Se livrar, porque as dinâmicas atuais de relações de mercado imprimiram relações mais intimistas, em que aconselha um dos atuais pensadores de marketing e mercado; Jeff Jarvis (na obra “O que a Google faria): “Os clientes estão no comando...”; “as pessoas podem se encontrar em qualquer lugar e se unir a favor de você ou contra”; “mercados são conversas”; “a transparência (leia-se verdade e realidade) é o novo poder dos negócios”; e o principal: A NOVA ATITUDE É: CONFIAR NAS PESSOAS, OUVI-LAS.

Ainda Jarvis: “Quando Governo, Mídia, Universidades, tratam “clientes” como massas de tolos, crianças, canalhas ou prisioneiros, não as ouvindo, promovem uma corrente de construção negativa sobre tais instituições, e isso têm tido consequências muito ruins.

Essa palavra, CONFIAR, como qualquer outra em questão nos empreendimentos, não pode ser considerada com leviandade; com deboche, com aquém compreensivo. Como diz um bom provérbio: “ore por proteção, mas tranque a porta”. Confiar não é ser imprudente e desconsiderar com ingenuidade a necessidade de confirmações, para que atividades administrativas prossigam. É ter o pressuposto de que há direitos não elencados formalmente em papéis; é entender que a verdade humana suplanta a verdade burocrática e que muito das injustiças sociais são realizadas devido a estupidez que começa na cegueira de regulamentos mal formulados; de falta de alcance destes; ou logicamente não existiriam advogados, promotores, juízes e todos os outros para interpretar e aplicar o que está escrito.

Considerando o empreendedorismo; cabe aqui o alerta de Raul Seixas “tem que ser selado, registrado, carimbado avaliado, rotulado se quiser voar!”. Não há como empreender adequadamente sem servir o aparelho burocrático e ter sua própria estrutura burocrática.

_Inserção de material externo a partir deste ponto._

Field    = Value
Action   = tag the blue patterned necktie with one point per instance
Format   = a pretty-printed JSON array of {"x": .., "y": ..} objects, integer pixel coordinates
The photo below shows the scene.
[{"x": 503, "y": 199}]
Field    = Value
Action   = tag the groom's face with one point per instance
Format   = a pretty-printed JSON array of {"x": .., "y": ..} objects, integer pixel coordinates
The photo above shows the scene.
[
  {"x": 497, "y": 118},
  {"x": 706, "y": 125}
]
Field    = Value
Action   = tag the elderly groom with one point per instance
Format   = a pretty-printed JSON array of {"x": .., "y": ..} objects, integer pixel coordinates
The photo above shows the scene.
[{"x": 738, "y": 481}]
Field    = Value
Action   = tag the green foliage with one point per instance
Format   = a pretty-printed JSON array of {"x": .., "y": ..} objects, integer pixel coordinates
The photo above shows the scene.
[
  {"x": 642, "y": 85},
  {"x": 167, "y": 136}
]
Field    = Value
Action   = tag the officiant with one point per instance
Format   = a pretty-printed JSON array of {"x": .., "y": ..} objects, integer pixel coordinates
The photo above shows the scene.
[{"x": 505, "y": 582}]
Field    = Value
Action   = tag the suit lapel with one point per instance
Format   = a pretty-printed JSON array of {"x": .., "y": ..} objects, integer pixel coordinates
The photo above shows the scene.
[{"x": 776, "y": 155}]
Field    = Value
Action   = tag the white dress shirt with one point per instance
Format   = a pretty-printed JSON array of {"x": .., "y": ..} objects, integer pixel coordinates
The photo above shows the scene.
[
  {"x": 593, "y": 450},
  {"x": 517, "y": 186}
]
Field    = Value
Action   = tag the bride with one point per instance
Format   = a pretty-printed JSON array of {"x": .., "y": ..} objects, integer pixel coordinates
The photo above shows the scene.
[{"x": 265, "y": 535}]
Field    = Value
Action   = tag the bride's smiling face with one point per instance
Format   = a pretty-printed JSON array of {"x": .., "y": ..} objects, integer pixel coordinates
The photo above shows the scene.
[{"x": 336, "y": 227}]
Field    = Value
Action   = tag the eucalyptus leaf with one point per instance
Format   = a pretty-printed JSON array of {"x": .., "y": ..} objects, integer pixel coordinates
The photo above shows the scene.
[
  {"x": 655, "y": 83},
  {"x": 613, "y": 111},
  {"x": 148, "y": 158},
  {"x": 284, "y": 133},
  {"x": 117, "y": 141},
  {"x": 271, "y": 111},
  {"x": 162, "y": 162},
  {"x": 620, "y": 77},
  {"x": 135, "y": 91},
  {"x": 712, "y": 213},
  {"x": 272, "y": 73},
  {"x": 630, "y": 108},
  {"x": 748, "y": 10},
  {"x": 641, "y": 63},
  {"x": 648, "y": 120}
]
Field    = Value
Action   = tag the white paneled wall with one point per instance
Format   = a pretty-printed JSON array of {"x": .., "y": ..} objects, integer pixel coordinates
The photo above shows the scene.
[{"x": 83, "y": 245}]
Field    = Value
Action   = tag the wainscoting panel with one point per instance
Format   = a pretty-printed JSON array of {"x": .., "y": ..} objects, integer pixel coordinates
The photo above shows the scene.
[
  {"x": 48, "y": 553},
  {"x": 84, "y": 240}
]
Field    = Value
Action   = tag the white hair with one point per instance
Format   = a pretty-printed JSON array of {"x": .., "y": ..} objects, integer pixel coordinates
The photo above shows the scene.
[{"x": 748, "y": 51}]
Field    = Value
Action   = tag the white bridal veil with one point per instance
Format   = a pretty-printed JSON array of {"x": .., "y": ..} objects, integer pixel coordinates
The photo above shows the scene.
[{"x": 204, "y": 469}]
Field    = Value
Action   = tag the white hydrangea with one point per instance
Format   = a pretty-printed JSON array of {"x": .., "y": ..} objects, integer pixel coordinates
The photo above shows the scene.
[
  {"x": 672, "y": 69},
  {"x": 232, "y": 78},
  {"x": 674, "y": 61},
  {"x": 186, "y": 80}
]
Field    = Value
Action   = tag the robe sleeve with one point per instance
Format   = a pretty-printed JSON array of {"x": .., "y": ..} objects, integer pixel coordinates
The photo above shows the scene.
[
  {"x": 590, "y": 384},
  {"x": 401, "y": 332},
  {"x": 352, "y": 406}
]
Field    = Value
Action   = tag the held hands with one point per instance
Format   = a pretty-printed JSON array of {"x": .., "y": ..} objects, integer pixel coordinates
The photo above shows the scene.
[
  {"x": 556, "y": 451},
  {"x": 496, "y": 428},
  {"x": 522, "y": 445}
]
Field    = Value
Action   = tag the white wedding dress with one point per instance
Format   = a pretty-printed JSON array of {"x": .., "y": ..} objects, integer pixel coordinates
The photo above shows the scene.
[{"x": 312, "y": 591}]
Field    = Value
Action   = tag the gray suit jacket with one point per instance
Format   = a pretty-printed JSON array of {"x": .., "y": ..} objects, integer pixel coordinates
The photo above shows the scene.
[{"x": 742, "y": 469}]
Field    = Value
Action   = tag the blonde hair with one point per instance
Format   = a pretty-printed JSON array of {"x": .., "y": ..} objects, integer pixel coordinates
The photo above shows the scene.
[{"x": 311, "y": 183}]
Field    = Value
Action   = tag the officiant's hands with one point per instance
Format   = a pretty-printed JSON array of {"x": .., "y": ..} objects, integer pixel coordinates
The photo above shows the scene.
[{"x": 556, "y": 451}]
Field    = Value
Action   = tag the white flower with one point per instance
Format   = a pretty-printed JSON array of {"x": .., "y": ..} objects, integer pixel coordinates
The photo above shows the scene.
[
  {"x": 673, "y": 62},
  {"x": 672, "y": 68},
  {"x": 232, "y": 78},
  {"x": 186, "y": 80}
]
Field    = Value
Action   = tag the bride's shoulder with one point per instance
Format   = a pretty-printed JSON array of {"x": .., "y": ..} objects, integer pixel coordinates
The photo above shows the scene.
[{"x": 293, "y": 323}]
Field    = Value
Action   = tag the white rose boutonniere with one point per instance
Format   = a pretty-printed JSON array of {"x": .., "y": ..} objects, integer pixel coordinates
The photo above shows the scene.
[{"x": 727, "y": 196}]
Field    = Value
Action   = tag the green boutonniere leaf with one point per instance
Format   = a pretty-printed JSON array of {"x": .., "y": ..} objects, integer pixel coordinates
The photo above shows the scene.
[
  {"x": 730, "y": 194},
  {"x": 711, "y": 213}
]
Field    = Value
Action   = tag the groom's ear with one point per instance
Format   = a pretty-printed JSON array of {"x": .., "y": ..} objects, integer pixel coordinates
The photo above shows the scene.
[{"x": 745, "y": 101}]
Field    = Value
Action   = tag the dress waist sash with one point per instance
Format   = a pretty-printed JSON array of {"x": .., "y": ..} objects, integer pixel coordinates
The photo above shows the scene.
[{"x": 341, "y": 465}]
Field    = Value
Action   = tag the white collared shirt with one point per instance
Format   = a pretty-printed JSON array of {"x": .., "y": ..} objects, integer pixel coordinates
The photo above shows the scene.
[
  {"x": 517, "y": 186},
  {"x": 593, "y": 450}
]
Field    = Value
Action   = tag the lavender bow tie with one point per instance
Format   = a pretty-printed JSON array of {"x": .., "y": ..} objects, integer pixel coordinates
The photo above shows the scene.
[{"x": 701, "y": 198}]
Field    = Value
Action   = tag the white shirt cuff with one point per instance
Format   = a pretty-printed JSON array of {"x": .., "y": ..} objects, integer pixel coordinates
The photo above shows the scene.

Dessa maneira; a melhor consideração vinda para a conclusão deste artigo, que apenas toca inicialmente no tema “burocracia”, revelando um pouco de etimologia e conceituação, é recomendar investigação, com paciência e prudência, através de profissionais ou órgãos adequados, sobre qual a melhor linha processual burocrática; para não esbarrar nos eternos mal humorados e implacáveis atendentes e fiscalizadores em geral (não o são todos, claro).

Não há como empreender adequadamente sem servir o aparelho burocrático e ter sua própria estrutura burocrática.

Muito se falará ainda em burocracia. Mas finaliza-se aqui, com esta recomendação; não se deve ignorar que o principal ato na questão é a previsão de que ela existe e quanto mais se adiantar em busca, organização de informações e do conjunto de licenças operacionais, e internamente, dos controles organizadores, mais chances tem o empreendedor com os espaços em que vai operar.

Porém, é preciso, no caso da montagem de seus controles burocráticos, lembrar-se que é necessário haver somente o suficiente, nessa era de cada vez maior valor da situação de respeitosa intimidade entre empresário e clientes, que a confiança é estabelecida da forma mais natural possível, lembrando-se que desde os primórdios da negociação, se os papéis dão alguma garantia, a confiança é que os cria e deve ser a reflexão inicial.

Farei novo ENEM, e migrarei para a Administração; Kafka para mim, somente na literatura; é tempo de empreender em outra direção; continuo amando Letras, Literatura e milhares de pessoas mortas e vivas que compartilham o mesmo... SIGAMOS!